The Advanced Encryption Standard, or AES, is a symmetric block cipher chosen by the U.S. government to protect classified information and is implemented in software and hardware throughout the world to encrypt sensitive data. The algorithm was developed by two Belgian cryptographer Joan Daemen and Vincent Rijmen.
AES was designed to be efficient in both hardware and software, and supports a block length of 128 bits and key lengths of 128, 192, and 256 bits.

WHY AES ENCRYPTION WAS DEVELOPED?

The National Institute of Standards and Technology started development of AES in 1997 when it announced the need for a successor algorithm for the Data Encryption Standard (DES), which was starting to become vulnerable to brute-force attacks.

This new, advanced encryption algorithm would be unclassified and had to be “capable of protecting sensitive government information well into the next century,” according to the NIST announcement of the process for development of an advanced encryption standard algorithm. It was intended to be easy to implement in hardware and software, as well as in restricted environments and offer good defenses against various attack techniques.

AES ENCRYPTION BECOMES THE STANDARD

After much feedback, debate and analysis, the Rijndael cipher (a mash of the Belgian creators’ last names Daemen and Rijmen) was selected as the proposed algorithm for AES in October 2000 and published by NIST as U.S. FIPS PUB 197. The Advanced Encryption Standard became effective as a federal government standard in 2002. It is also included in the International Organization for Standardization (ISO), International Electrotechnical Commission (IEC) 18033-3 standard, which specifies block ciphers for the purpose of data confidentiality.
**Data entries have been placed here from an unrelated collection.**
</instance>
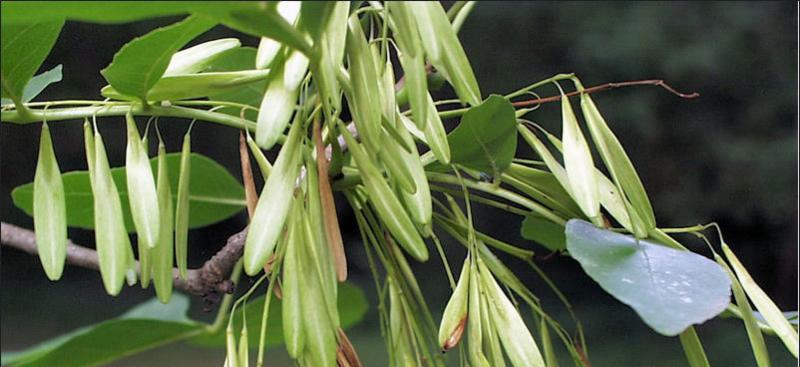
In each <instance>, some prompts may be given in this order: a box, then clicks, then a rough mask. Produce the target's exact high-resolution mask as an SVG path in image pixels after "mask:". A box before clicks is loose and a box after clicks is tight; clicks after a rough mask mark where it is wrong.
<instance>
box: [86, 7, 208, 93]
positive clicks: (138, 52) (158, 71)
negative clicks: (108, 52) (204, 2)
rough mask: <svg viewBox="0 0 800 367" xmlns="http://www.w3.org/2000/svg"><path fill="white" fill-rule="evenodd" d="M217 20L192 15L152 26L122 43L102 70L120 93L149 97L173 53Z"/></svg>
mask: <svg viewBox="0 0 800 367" xmlns="http://www.w3.org/2000/svg"><path fill="white" fill-rule="evenodd" d="M151 6H152V5H151ZM215 24H216V22H215V21H213V20H211V19H210V18H208V17H203V16H196V15H193V16H190V17H187V18H186V19H184V20H182V21H180V22H178V23H175V24H171V25H168V26H166V27H162V28H158V29H156V30H153V31H151V32H150V33H148V34H146V35H144V36H141V37H138V38H135V39H134V40H132V41H130V42H128V43H127V44H125V46H122V48H121V49H120V50H119V51H118V52H117V53H116V54H115V55H114V60H113V61H112V62H111V64H109V65H108V66H107V67H106V68H105V69H103V70H101V71H100V73H101V74H103V76H104V77H105V78H106V80H108V83H109V84H111V86H112V87H114V89H115V90H117V92H119V93H120V94H124V95H128V96H131V97H136V98H139V99H141V100H146V96H147V92H148V91H149V90H150V88H152V87H153V86H154V85H156V83H157V82H158V81H159V79H161V76H162V75H164V72H165V71H166V70H167V66H169V61H170V59H171V58H172V55H173V54H174V53H175V52H177V51H178V50H180V49H181V48H183V46H184V45H186V43H188V42H189V41H191V40H192V39H194V38H195V37H197V36H199V35H200V34H201V33H203V32H205V31H207V30H209V29H211V27H213V26H214V25H215Z"/></svg>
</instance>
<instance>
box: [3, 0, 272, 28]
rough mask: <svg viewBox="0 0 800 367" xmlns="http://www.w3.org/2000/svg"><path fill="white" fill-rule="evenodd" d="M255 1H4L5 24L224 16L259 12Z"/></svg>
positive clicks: (135, 20) (4, 15) (86, 21)
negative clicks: (241, 12)
mask: <svg viewBox="0 0 800 367" xmlns="http://www.w3.org/2000/svg"><path fill="white" fill-rule="evenodd" d="M259 7H260V4H258V3H257V2H255V1H195V2H186V1H113V2H112V1H107V2H97V1H26V2H14V1H4V2H3V3H2V13H3V24H9V25H19V24H26V23H36V22H43V21H53V20H58V19H64V18H66V19H68V20H79V21H84V22H92V23H102V24H116V23H127V22H133V21H137V20H143V19H147V18H155V17H164V16H176V15H182V14H187V13H192V12H199V13H204V14H209V15H217V16H221V15H224V14H227V13H229V12H231V11H256V10H258V9H259Z"/></svg>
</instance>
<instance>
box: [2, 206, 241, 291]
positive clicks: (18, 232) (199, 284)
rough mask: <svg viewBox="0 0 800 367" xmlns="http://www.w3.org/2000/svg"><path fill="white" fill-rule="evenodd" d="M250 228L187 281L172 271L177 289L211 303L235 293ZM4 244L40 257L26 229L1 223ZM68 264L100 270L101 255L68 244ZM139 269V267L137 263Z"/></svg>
mask: <svg viewBox="0 0 800 367" xmlns="http://www.w3.org/2000/svg"><path fill="white" fill-rule="evenodd" d="M246 236H247V228H245V229H243V230H241V231H240V232H239V233H236V234H234V235H232V236H230V237H228V241H227V242H226V243H225V246H224V247H223V248H222V249H221V250H219V252H217V253H216V254H215V255H214V256H213V257H211V258H210V259H208V260H207V261H206V262H205V263H204V264H203V266H201V267H200V268H197V269H191V270H189V271H188V274H187V277H186V279H181V278H180V277H179V276H178V269H173V270H172V277H173V279H174V286H175V288H177V289H181V290H183V291H185V292H187V293H189V294H193V295H197V296H202V297H203V298H204V299H205V300H206V301H208V302H210V303H216V302H217V301H218V300H219V296H220V295H221V294H226V293H232V292H233V289H234V284H233V283H232V282H231V281H230V280H229V279H228V275H230V272H231V270H232V269H233V266H234V265H235V264H236V261H237V260H239V258H240V257H242V253H243V251H244V242H245V238H246ZM0 239H1V240H0V243H1V244H2V245H3V246H8V247H13V248H16V249H18V250H22V251H24V252H27V253H29V254H31V255H37V254H38V252H37V247H36V234H35V233H34V232H33V231H31V230H29V229H26V228H22V227H18V226H15V225H13V224H9V223H5V222H0ZM67 264H70V265H75V266H80V267H84V268H88V269H93V270H99V269H100V263H99V261H98V259H97V252H96V251H94V250H92V249H89V248H86V247H83V246H80V245H76V244H75V243H73V242H72V241H71V240H67ZM136 267H137V269H138V267H139V263H138V262H137V263H136Z"/></svg>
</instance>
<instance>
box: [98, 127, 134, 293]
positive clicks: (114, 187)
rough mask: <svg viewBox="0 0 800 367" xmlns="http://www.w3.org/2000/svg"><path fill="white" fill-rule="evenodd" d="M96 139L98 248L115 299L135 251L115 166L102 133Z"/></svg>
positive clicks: (107, 283) (106, 291) (105, 280)
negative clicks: (123, 220)
mask: <svg viewBox="0 0 800 367" xmlns="http://www.w3.org/2000/svg"><path fill="white" fill-rule="evenodd" d="M94 140H95V142H94V145H95V154H94V156H95V157H94V159H95V162H94V167H95V168H94V180H93V185H92V191H93V196H94V222H95V231H94V234H95V246H96V247H97V257H98V261H99V262H100V275H101V276H102V278H103V284H104V286H105V288H106V292H107V293H108V294H110V295H112V296H115V295H117V294H119V292H120V290H122V284H123V283H124V282H125V276H126V272H127V270H128V267H129V264H130V263H131V262H130V261H129V260H130V258H132V257H133V250H132V249H131V243H130V239H129V238H128V232H127V231H126V229H125V223H124V222H123V220H122V204H121V203H120V199H119V193H118V191H117V186H116V185H115V184H114V180H113V178H112V176H111V167H109V164H108V157H107V155H106V149H105V145H104V144H103V137H102V136H100V132H99V131H97V132H95V136H94Z"/></svg>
In June 2003, the U.S. government announced that AES could be used to protect classified information, and it soon became the default encryption algorithm for protecting classified information as well as the first publicly accessible and open cipher approved by the NSA for top-secret information. The NSA chose AES as one of the cryptographic algorithms to be used by its Information Assurance Directorate to protect national security systems.